Traitement des prolapsus urogénitaux des étages antérieurs et moyens par voie transvaginale avec une prothèse 6 bras OPUR®. À propos d’une série de 78 patientes ; résultats à 3ans de suivi

21 novembre 2014 - 3:45pm

Thème: 
Statique pelvienne, Périnéologie
Référence: 
O-144

Objectifs
Évaluer la faisabilité, l’efficience, les complications et les résultats (récidives ou décompensation de l’étage postérieur) du traitement des prolapsus de l’étage antérieur et moyen par la prothèse OPUR®, prothèse antéro-postérieure stabilisée par 6 bras, posée par voie transvaginale.

Méthodes
Notre série est prospective : soixante dix huit femmes ont eu une cure de prolapsus génital selon la technique OPUR® (Abiss) de février 2008 à juin 2011. Les traitements antérieurs, les interventions associées, les complications peropératoires et postopératoires étaient notés.

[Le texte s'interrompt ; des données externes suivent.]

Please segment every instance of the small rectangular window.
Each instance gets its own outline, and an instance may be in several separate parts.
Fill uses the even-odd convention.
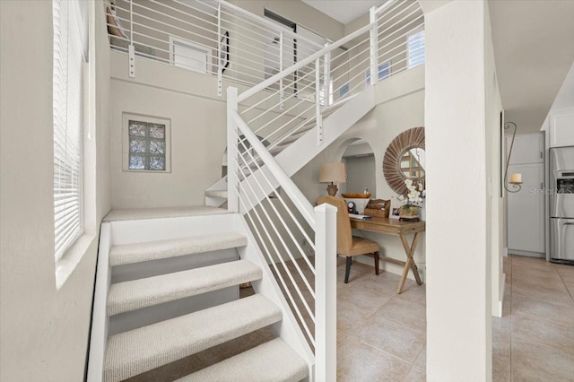
[[[418,30],[408,35],[406,39],[409,69],[424,64],[424,30]]]
[[[391,74],[391,63],[390,61],[384,62],[378,65],[378,81],[384,80]],[[367,69],[365,74],[365,82],[367,85],[370,84],[370,68]]]
[[[170,120],[124,114],[124,170],[170,172]]]

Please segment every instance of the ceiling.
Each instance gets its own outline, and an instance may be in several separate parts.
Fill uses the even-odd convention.
[[[574,1],[490,0],[505,119],[535,132],[574,62]]]
[[[302,1],[345,24],[385,2]],[[421,1],[426,13],[448,3]],[[538,131],[574,62],[574,1],[489,0],[489,9],[506,120]]]
[[[320,11],[327,16],[349,23],[365,14],[372,6],[378,6],[386,0],[302,0],[303,3]]]

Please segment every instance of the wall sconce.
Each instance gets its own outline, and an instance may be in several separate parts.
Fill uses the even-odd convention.
[[[330,183],[326,187],[326,193],[330,196],[337,195],[339,188],[335,183],[344,183],[347,175],[344,171],[344,163],[323,163],[319,169],[319,183]]]
[[[512,132],[512,141],[510,142],[510,150],[509,150],[509,158],[506,161],[506,169],[504,169],[504,189],[506,189],[508,192],[517,193],[520,191],[520,189],[522,188],[522,186],[520,186],[522,184],[522,174],[515,173],[510,175],[510,181],[508,183],[512,185],[512,189],[509,189],[507,184],[507,178],[508,178],[507,177],[509,175],[509,164],[510,163],[510,155],[512,155],[512,146],[514,146],[514,137],[517,135],[517,124],[515,124],[514,122],[507,122],[506,124],[504,124],[504,130],[508,130],[510,127],[513,127],[514,131]]]

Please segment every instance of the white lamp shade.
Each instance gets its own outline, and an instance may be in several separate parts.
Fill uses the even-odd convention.
[[[344,183],[347,176],[344,163],[323,163],[319,169],[319,183]]]

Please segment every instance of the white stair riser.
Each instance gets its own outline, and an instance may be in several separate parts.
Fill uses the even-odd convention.
[[[196,312],[239,298],[239,286],[223,288],[109,317],[109,335]]]
[[[112,268],[111,282],[112,283],[128,282],[237,259],[237,249],[228,248],[142,263],[126,264]]]
[[[227,214],[112,221],[111,225],[115,246],[233,230]]]

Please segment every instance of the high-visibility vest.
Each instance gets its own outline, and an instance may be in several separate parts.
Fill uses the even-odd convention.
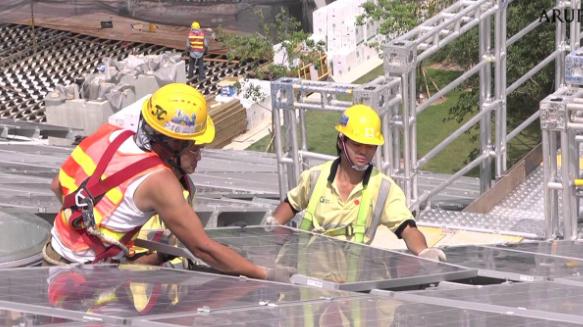
[[[109,239],[130,245],[139,227],[129,231],[114,230],[109,228],[108,220],[133,181],[149,172],[168,169],[154,152],[127,154],[118,151],[119,146],[133,135],[131,131],[122,131],[110,141],[111,134],[118,130],[118,127],[108,124],[101,126],[73,150],[59,170],[63,207],[55,218],[56,235],[73,252],[92,249],[95,261],[113,257],[120,249],[103,244],[86,232],[75,196],[82,192],[93,197],[95,228]]]
[[[330,175],[332,163],[332,161],[329,161],[323,164],[319,170],[313,170],[310,174],[310,192],[312,194],[310,195],[308,207],[304,212],[304,218],[299,226],[301,230],[312,231],[314,229],[316,208],[318,207],[320,198],[324,194],[324,190],[328,184],[328,175]],[[372,242],[376,229],[380,224],[380,216],[388,198],[390,186],[390,182],[383,178],[379,187],[377,202],[372,211],[370,226],[367,226],[367,221],[371,215],[371,194],[368,187],[365,185],[362,190],[362,199],[360,201],[358,215],[354,223],[330,228],[324,231],[323,234],[328,236],[345,235],[348,239],[356,243],[364,243],[366,236],[368,238],[368,243]]]
[[[188,33],[190,51],[204,52],[204,32],[202,30],[190,30]]]

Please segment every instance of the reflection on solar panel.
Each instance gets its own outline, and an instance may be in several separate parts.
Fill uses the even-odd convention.
[[[528,253],[583,259],[583,243],[579,241],[517,243],[499,245],[498,247]]]
[[[302,285],[364,291],[475,276],[473,270],[287,227],[220,228],[207,233],[258,265],[297,269],[292,282]]]
[[[285,305],[356,293],[137,265],[0,270],[0,307],[119,323],[214,310]]]
[[[176,326],[576,326],[509,314],[362,296],[155,320]]]
[[[492,278],[535,281],[583,273],[583,262],[482,246],[445,249],[447,262],[478,269],[478,275]]]
[[[0,326],[8,327],[65,327],[65,326],[91,326],[91,327],[116,327],[121,326],[111,323],[82,322],[56,316],[27,313],[20,310],[0,309]]]
[[[375,291],[375,293],[378,293]],[[583,287],[555,282],[515,283],[414,294],[397,299],[583,324]]]
[[[51,226],[34,214],[17,209],[0,209],[0,268],[40,262],[40,252]]]

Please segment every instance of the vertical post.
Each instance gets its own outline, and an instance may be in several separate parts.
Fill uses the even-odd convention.
[[[480,59],[487,60],[491,56],[491,17],[480,21]],[[480,69],[480,111],[486,110],[486,104],[492,99],[492,64],[488,63]],[[492,114],[484,115],[480,121],[480,152],[490,151],[492,143]],[[480,165],[480,192],[484,193],[490,188],[492,181],[492,159],[488,157]]]
[[[506,171],[506,1],[498,1],[494,22],[494,98],[498,101],[496,109],[496,177]]]
[[[281,140],[281,117],[280,113],[280,92],[281,87],[277,82],[271,83],[271,112],[272,112],[272,128],[273,128],[273,143],[275,148],[275,156],[277,158],[277,170],[279,178],[279,198],[284,199],[284,195],[287,193],[288,185],[285,178],[285,163],[283,156],[283,146]]]
[[[565,3],[563,0],[556,0],[556,8],[564,9]],[[565,84],[565,40],[567,37],[566,24],[562,19],[557,19],[555,22],[555,48],[561,53],[555,60],[555,91]]]
[[[575,158],[575,138],[571,138],[573,132],[569,129],[561,131],[561,176],[563,184],[563,217],[565,226],[565,239],[577,239],[577,208],[575,208],[575,180],[574,170],[578,168],[579,160]],[[575,165],[575,169],[573,166]]]
[[[569,24],[569,45],[571,51],[579,49],[581,40],[581,22],[579,21],[579,12],[581,11],[581,0],[571,0],[571,10],[573,12],[573,21]]]

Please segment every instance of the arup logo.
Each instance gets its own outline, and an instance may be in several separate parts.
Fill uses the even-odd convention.
[[[564,8],[553,9],[553,10],[543,10],[540,14],[538,21],[546,23],[572,23],[577,20],[580,23],[583,20],[583,11],[581,9]]]

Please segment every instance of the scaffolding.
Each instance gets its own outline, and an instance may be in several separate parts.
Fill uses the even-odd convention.
[[[385,76],[382,81],[391,85],[385,92],[388,90],[398,93],[384,94],[391,104],[388,109],[379,108],[378,103],[372,103],[373,108],[378,110],[382,117],[383,133],[388,140],[383,148],[379,149],[375,164],[379,170],[402,186],[412,210],[429,208],[428,204],[435,195],[474,168],[479,168],[480,171],[480,190],[482,192],[488,190],[492,181],[502,177],[507,171],[509,142],[535,123],[540,115],[540,111],[537,111],[509,132],[507,96],[552,62],[555,64],[555,88],[560,89],[565,84],[565,55],[572,49],[579,48],[580,44],[581,25],[576,19],[570,24],[557,20],[554,51],[508,85],[507,49],[542,24],[542,20],[536,19],[515,35],[507,37],[506,12],[512,3],[513,1],[504,0],[458,1],[410,32],[392,40],[384,50]],[[557,0],[555,6],[547,11],[547,15],[552,15],[557,9],[576,12],[580,7],[580,0]],[[569,31],[567,26],[570,27]],[[478,63],[427,100],[418,103],[416,74],[421,62],[476,27],[479,31]],[[475,75],[479,76],[480,84],[478,113],[424,156],[418,158],[418,115]],[[375,81],[372,82],[374,83]],[[400,87],[395,83],[399,83]],[[367,86],[302,82],[293,79],[282,79],[272,83],[275,148],[282,197],[290,186],[296,184],[299,174],[308,166],[306,163],[310,158],[331,158],[307,150],[306,111],[343,110],[351,102],[338,100],[337,95],[354,92],[353,102],[358,103],[360,101],[357,96],[358,90]],[[311,93],[318,94],[313,96],[317,99],[315,103],[307,100]],[[423,166],[475,125],[479,125],[480,130],[479,155],[447,180],[420,194],[418,179]],[[548,161],[547,158],[545,162]],[[569,235],[573,229],[576,230],[576,224],[569,227]],[[548,233],[549,237],[551,234]]]

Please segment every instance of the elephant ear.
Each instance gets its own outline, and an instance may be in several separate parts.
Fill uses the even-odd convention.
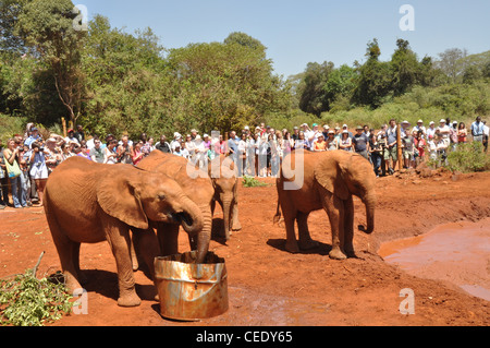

Les résultats anatomiques étaient notés durant le suivi. Les patientes étaient revues à 3 ans. L’échec était défini par une récidive supérieure ou égale au stade II de la classification POP-Q.

Résultats
L’âge moyen était de 68 ans. Cinquante-neuf (75,6 %) et 13 (16,7 %) patientes avaient respectivement des cystocèles de stade III et IV et plus de la moitié (59,0 %) une hystéroptose associée de stade II minimum. Les complications opératoires ont été trois hématomes et deux érosions. Il n’y a eu aucune plaie viscérale. Le confort vaginal était amélioré avec 98,6 % de patientes satisfaites et aucune dyspareunie de novo. Dix-sept patientes (21,8 %) ont présenté une incontinence urétrale d’effort traitée secondairement par bandelette sous-urétrale. Ainsi, le résultat anatomique urogénital était satisfaisant dans 97,4 % des cas, notamment pour les patientes ayant une activité génitale.

Conclusion
La cure du prolapsus par voie vaginale par interposition d’une prothèse antéro-postérieure 6 bras était faisable et efficace avec une morbidité acceptable, notamment chez la femme jeune. La remise en question des principes chirurgicaux et biomécaniques, initialement proposés pour la pose de prothèses synthétiques par voie vaginale, revalorise cette approche chirurgicale.